Самое знаменитое, истинно историческое
посещение монастыря пришлось на 1380 год, когда
князь Дмитрий Иванович Донской перед тем, как
начинать сражение на Куликовом поле, посетил
Сергия Радонежского и получил благословение, а
также двух прославленных впоследствии монахов –
Пересвета и Ослябю. В Житие Сергия Радонежского о
том событии записано: «Князь же… великий
Дмитрей… приде к святому Сергию, якоже велию
веру имеа к старцу въпросити его, еще повелит ему
противу безбожных изыти: ведяще бо мужа
добродетелна суща и дар пророчества имуща.

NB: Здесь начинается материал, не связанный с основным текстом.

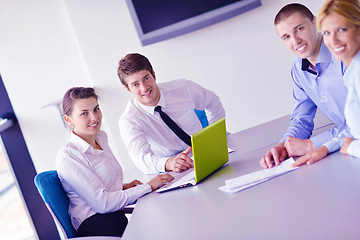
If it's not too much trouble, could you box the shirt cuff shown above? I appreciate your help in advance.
[156,156,169,173]
[322,138,341,153]
[125,183,152,205]
[310,131,333,148]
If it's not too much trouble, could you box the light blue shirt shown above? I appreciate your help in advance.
[343,50,360,157]
[281,40,347,153]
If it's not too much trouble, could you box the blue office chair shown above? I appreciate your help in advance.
[35,171,134,239]
[194,109,209,128]
[34,170,77,239]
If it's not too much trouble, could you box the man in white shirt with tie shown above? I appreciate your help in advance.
[118,53,225,174]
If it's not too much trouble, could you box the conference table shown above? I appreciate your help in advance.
[122,124,360,240]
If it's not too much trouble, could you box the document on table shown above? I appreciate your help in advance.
[219,158,299,193]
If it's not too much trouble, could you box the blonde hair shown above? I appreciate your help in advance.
[317,0,360,30]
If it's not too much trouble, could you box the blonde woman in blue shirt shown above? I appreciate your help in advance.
[318,0,360,157]
[311,0,360,159]
[56,87,174,237]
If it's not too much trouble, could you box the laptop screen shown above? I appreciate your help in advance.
[191,117,229,182]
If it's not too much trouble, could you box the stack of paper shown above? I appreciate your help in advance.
[219,158,299,193]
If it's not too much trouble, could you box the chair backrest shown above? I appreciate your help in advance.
[194,109,209,128]
[34,170,77,239]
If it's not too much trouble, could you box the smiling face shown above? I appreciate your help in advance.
[124,70,160,106]
[276,12,322,65]
[321,12,360,67]
[64,97,102,143]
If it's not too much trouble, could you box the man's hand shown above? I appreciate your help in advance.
[284,136,316,157]
[123,180,143,190]
[260,143,288,169]
[291,145,329,168]
[165,147,193,172]
[340,137,355,154]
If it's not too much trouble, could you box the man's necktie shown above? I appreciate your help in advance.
[154,106,191,146]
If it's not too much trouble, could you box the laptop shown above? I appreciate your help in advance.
[156,117,229,193]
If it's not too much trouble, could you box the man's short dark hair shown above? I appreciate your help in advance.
[117,53,154,88]
[274,3,314,25]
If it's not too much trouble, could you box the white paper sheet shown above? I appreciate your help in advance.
[219,158,299,193]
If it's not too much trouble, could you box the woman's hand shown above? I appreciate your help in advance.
[340,137,355,155]
[291,145,329,168]
[123,180,143,190]
[148,174,174,191]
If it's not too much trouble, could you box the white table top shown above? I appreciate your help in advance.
[122,135,360,240]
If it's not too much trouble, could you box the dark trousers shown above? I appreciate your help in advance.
[77,210,128,237]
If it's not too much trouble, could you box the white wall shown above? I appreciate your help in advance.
[0,0,324,172]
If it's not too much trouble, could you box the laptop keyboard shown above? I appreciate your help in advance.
[171,170,195,186]
[156,169,196,192]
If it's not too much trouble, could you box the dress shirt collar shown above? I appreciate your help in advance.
[301,40,331,75]
[137,89,165,115]
[344,50,360,87]
[69,131,105,154]
[301,59,317,75]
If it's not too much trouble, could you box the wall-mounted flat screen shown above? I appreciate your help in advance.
[126,0,262,46]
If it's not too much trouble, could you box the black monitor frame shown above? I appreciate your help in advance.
[126,0,262,46]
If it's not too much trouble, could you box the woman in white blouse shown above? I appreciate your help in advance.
[56,87,174,237]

Святый же… благословив его, молитвою вооружив и
рече: “Подобает ти, господине, пещись о врученном
от Бога христоименитому стаду: поиди противу
безбожных и Богу помогающу ти победиши и здрав в
свое отечьство с великыми похвалами
возвратишись”».
После же победоносного сражения Дмитрий Донской
вновь посетил обитель Сергия – “благодаряще
старца и братию” за помощь.
Впоследствии эта история иной раз сподвигала
высшее отечественное чиновничество на подобные
поступки, а российскую интеллигенцию – на острую
иронию. Влас Дорошевич, например, писал о
Вячеславе Константиновиче Плеве, в то время
министре внутренних дел: “В Полтаве вспыхнули
беспорядки.
Заехав в Троице-Сергиеву лавру, словно он был
Дмитрий Донской и ехал воевать против татар, а не
русских же людей…
Лавра не дала ему только Пересвета и Осляби.
У Плеве был князь Оболенский.
Заехав в Троице-Сергиеву лавру, фон Плеве проехал
в Полтаву и, посетив поля битв, вот какое вынес
убежденье.
Его собственные слова:
– В Полтавской губернии аграрные беспорядки?

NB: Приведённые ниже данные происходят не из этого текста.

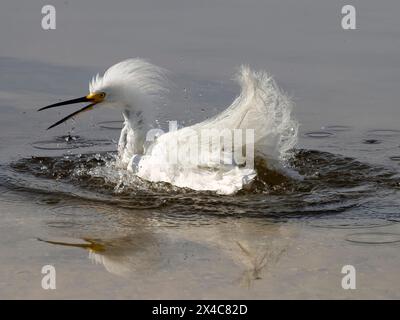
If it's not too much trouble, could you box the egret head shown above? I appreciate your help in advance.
[38,59,168,130]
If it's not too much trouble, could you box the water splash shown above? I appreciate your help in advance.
[5,148,400,222]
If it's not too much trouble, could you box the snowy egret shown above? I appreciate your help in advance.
[38,59,298,194]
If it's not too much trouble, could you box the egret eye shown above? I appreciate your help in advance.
[99,92,106,98]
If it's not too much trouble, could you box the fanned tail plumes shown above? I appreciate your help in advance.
[202,65,298,163]
[131,65,299,193]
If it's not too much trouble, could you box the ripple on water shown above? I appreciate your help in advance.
[35,197,61,205]
[345,232,400,245]
[363,139,382,145]
[115,199,168,210]
[367,129,400,137]
[46,221,84,229]
[6,149,400,222]
[309,218,395,229]
[46,203,118,216]
[32,141,79,150]
[389,156,400,162]
[97,120,124,130]
[31,135,114,151]
[44,203,119,230]
[322,125,352,132]
[304,131,335,138]
[0,189,37,206]
[152,210,229,227]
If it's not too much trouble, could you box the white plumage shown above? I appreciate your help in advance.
[89,59,298,194]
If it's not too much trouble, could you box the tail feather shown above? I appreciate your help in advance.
[203,66,298,162]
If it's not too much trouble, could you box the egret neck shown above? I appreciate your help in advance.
[118,107,152,166]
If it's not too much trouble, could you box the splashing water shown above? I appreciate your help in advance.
[5,146,400,223]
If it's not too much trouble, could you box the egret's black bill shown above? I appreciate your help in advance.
[38,96,90,111]
[38,96,98,130]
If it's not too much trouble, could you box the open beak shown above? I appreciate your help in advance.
[38,93,104,130]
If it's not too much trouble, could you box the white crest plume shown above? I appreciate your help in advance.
[89,58,169,102]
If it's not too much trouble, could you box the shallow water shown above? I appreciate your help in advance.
[1,0,400,299]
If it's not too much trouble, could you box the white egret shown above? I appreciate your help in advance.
[38,59,298,194]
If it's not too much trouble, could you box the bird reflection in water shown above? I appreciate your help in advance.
[38,222,294,286]
[38,234,163,277]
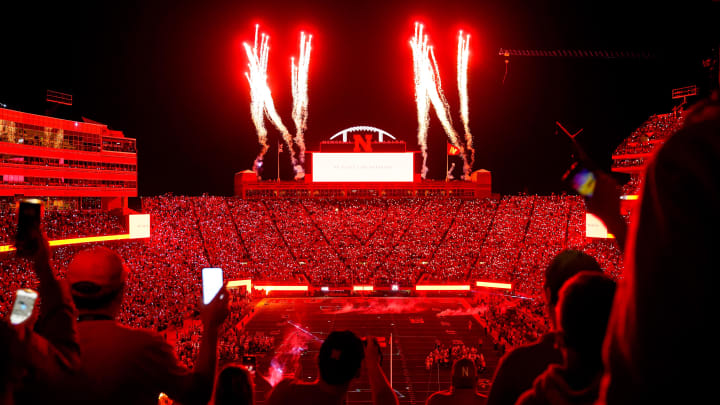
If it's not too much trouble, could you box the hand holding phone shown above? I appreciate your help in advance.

Ничего удивительного. Явление естественное”.
Впрочем, большая часть богомольцев следовала в
лавру не для имиджа, а по чистосердечному
зову-велению. Сергей Николаевич Дурылин,
например, писал о своей матери: “В 1914 году летом я
повез ее к Троице – и она вспоминала, как в
трудную минуту, после смерти бабушки, она взяла
меня, маленького, и уехала внезапно для всех
домочадцев к Троице-Сергию.
В этот зимний день ей, потерявшей мать, стало
особенно тяжело от горестного одиночества, от ее
безрадостных забот о большой разваливающейся
семье, ей стало так непереносимо от давно
накопившейся и постоянно подбавляемой жизнью
тоски, что она, взяв своего “старшенького”…

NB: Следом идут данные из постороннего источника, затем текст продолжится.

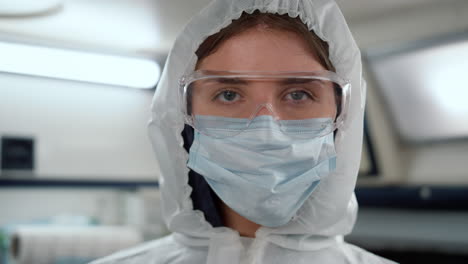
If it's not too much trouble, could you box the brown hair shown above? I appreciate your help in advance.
[195,11,335,72]
[190,11,341,118]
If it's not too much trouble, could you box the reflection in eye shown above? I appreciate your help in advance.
[215,90,240,103]
[285,91,311,101]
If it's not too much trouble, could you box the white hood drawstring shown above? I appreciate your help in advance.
[207,231,244,264]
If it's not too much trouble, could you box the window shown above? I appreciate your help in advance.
[366,35,468,142]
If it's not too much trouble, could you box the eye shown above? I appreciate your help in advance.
[285,90,312,101]
[215,90,240,103]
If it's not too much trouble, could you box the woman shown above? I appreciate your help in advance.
[93,0,396,263]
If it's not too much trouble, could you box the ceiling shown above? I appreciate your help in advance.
[0,0,448,60]
[335,0,441,21]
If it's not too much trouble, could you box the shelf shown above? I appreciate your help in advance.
[0,178,159,189]
[356,185,468,210]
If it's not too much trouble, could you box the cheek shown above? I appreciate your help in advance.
[330,96,339,118]
[191,97,205,115]
[188,87,201,115]
[191,96,217,115]
[320,92,338,118]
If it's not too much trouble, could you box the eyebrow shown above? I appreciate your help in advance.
[203,77,249,85]
[279,78,318,85]
[199,77,323,86]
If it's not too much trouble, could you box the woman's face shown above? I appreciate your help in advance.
[192,27,337,120]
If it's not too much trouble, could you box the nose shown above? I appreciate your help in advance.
[257,106,273,116]
[250,86,277,117]
[252,103,276,117]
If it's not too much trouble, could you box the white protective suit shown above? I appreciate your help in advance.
[92,0,397,263]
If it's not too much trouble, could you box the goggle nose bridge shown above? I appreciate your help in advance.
[247,103,281,121]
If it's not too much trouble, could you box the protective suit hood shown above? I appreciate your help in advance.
[146,0,380,262]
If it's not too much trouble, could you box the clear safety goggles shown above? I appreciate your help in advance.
[179,70,350,138]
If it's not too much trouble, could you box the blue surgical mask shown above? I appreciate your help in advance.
[187,115,337,227]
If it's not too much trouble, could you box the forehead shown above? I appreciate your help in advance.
[196,27,325,72]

поехала с ним к Преподобному, чье имя он носил,
поехала искать утешения, как в течение пяти веков
брели, ходили, ездили и шествовали туда искать
утешения все старые русские люди – от холопа до
царя… Мама привезла с собою от Преподобного
долгий запас сил и терпения”.
А иногда случалось все наоборот, и сам паломник
делался объектом интереса. Однажды, например,
туда направился писатель Гоголь: “Я еду к Троице
с тем, чтобы там помолиться о здоровье моей
матушки, которая завтра именинница. Дух мой
крайне изнемог; нервы расколеблены сильно.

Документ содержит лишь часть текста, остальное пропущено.